Chronic methylphenidate- or cocaine-induced changes in ΔFosB expression in MSN-D1 from NAcc and dorsal striatum. Drd1-EGFP mice were treated with saline (i), cocaine (ii), or methylphenidate (iii) as described in the legend of Fig. 1. Two days after the last injection, the expression of EGFP (green, for identification of MSN-D1), and ΔFosB (red) were analyzed by immunohistochemistry in the shell (A) and core (B) regions of NAcc, as well as in dorsal striatum (C). The localization of NeuN (blue) was also analyzed to show the position of neuronal nuclei. NeuN, EGFP, and ΔFosB images were merged to examine their co-expression (Merge). Arrows indicate double-positive neurons for ΔFosB and EGFP. (Scale bar, 50 μm.) (iv) The fraction of ΔFosB-positive MSN-D1 was quantified as [the number of pixels containing both a red and a green signal divided by the number of pixels containing a green signal]. S, saline; C, cocaine; M, methylphenidate. Data are expressed as mean ± SEM. *, P < 0.05; **, P < 0.01; ***, P < 0.001; one-way ANOVA with Newman-Keuls posttest. A total of 80 images (227 × 227 μm)/group were used for quantification.

Fig. 4.

Chronic methylphenidate- or cocaine-induced changes in ΔFosB expression in MSN-D2 from NAcc and dorsal striatum.
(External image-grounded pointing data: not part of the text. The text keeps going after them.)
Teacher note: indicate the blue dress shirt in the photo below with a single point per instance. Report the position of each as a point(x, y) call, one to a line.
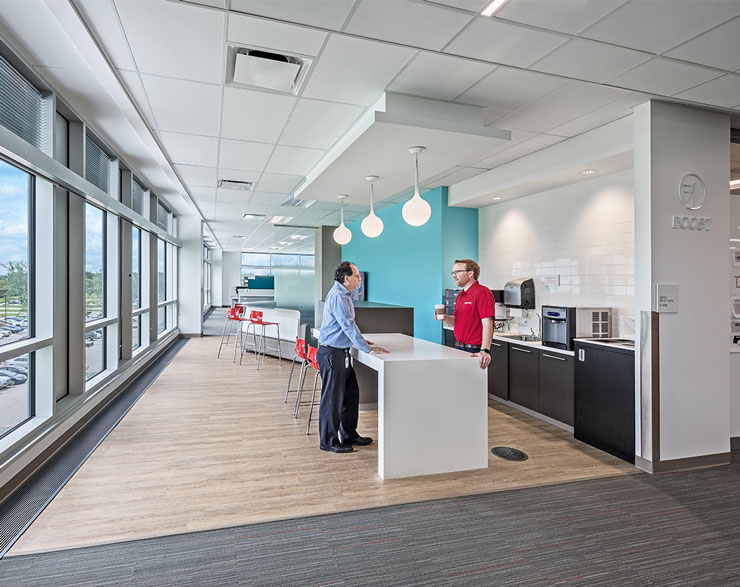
point(338, 328)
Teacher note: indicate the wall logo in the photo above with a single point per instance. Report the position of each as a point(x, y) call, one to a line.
point(691, 191)
point(691, 194)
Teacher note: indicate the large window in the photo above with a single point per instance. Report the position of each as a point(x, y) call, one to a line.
point(16, 205)
point(95, 251)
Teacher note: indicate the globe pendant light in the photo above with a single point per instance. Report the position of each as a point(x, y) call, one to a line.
point(342, 234)
point(417, 210)
point(372, 226)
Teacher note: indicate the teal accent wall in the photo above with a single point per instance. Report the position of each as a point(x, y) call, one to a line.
point(410, 265)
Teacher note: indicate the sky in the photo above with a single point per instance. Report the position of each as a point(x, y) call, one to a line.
point(13, 214)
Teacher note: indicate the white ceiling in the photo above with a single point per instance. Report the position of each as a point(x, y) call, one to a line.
point(544, 70)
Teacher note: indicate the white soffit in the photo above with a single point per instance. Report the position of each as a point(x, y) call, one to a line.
point(607, 149)
point(452, 134)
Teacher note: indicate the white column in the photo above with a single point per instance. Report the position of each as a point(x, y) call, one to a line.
point(682, 391)
point(189, 280)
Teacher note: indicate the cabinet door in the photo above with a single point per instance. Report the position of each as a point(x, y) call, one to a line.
point(556, 386)
point(524, 377)
point(498, 370)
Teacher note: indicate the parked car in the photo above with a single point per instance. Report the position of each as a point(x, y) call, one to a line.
point(14, 369)
point(16, 378)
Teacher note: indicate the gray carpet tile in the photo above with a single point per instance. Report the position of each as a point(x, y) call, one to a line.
point(675, 529)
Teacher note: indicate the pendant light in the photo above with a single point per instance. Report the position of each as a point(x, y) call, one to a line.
point(372, 226)
point(342, 234)
point(417, 210)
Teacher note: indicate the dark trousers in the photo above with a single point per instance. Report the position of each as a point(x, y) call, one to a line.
point(340, 397)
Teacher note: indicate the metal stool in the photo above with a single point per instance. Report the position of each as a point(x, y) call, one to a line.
point(255, 319)
point(300, 353)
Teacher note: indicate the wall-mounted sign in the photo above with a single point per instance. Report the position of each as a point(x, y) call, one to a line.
point(690, 222)
point(666, 298)
point(691, 191)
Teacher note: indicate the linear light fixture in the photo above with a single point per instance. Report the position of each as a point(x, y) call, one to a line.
point(493, 7)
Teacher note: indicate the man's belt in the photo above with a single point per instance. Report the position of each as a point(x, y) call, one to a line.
point(473, 348)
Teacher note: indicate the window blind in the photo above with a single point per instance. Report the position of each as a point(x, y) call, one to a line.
point(22, 111)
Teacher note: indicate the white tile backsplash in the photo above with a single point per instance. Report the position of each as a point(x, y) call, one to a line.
point(583, 232)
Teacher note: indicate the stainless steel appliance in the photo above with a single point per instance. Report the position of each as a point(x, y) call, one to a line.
point(558, 327)
point(519, 293)
point(593, 323)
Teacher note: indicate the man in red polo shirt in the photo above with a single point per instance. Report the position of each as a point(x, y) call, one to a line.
point(474, 312)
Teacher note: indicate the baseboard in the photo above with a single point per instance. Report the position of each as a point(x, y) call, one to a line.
point(687, 464)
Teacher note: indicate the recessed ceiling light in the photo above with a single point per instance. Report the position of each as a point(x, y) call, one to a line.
point(492, 7)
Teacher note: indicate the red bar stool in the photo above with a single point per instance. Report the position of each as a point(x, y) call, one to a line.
point(309, 362)
point(300, 354)
point(255, 319)
point(233, 316)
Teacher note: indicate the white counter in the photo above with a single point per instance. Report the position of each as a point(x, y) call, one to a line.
point(432, 407)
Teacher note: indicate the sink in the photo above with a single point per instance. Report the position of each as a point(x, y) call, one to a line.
point(522, 337)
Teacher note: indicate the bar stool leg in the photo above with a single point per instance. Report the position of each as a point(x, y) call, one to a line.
point(313, 398)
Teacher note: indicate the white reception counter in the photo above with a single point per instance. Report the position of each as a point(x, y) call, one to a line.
point(432, 407)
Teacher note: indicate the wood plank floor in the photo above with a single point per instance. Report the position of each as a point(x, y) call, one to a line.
point(211, 444)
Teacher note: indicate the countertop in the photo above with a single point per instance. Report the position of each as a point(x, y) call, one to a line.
point(535, 344)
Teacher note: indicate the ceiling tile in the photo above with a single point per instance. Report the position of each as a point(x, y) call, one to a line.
point(504, 43)
point(174, 39)
point(506, 90)
point(589, 60)
point(438, 76)
point(254, 116)
point(322, 13)
point(318, 124)
point(399, 21)
point(184, 106)
point(293, 160)
point(565, 16)
point(190, 149)
point(133, 83)
point(516, 152)
point(560, 106)
point(665, 77)
point(259, 32)
point(281, 184)
point(723, 91)
point(354, 70)
point(197, 176)
point(719, 47)
point(658, 26)
point(601, 116)
point(109, 32)
point(244, 155)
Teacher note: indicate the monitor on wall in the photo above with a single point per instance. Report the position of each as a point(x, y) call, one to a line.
point(360, 292)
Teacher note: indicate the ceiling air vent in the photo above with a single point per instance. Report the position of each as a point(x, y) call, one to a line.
point(235, 184)
point(258, 68)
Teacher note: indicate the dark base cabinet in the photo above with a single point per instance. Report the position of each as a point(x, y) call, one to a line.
point(498, 370)
point(524, 379)
point(556, 386)
point(605, 399)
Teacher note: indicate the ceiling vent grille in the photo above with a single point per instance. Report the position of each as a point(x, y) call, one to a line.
point(267, 70)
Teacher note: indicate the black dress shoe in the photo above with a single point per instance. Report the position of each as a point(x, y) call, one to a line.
point(339, 448)
point(359, 441)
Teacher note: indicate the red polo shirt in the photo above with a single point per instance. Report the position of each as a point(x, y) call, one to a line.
point(471, 306)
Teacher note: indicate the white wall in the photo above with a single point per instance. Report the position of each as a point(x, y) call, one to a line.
point(231, 268)
point(583, 233)
point(672, 140)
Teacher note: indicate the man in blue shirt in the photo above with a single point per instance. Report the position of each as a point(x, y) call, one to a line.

Drd2-EGFP mice were treated with saline (i), cocaine (ii), or methylphenidate (iii) as described in the legend of Fig. 1. The localization of NeuN, EGFP and ΔFosB were analyzed in the shell (A) and core (B) regions of NAcc, as well as in dorsal striatum (C) as described in the legend of Fig. 3. Arrows indicate the double-positive neurons for ΔFosB and EGFP. (Scale bar, 50 μm.) (iv) Data are expressed as mean ± SEM. *, P < 0.05; **, P < 0.01; ***, P < 0.001; one-way ANOVA with Newman-Keuls posttest. A total of 80 images (227 × 227 μm)/group were used for quantification.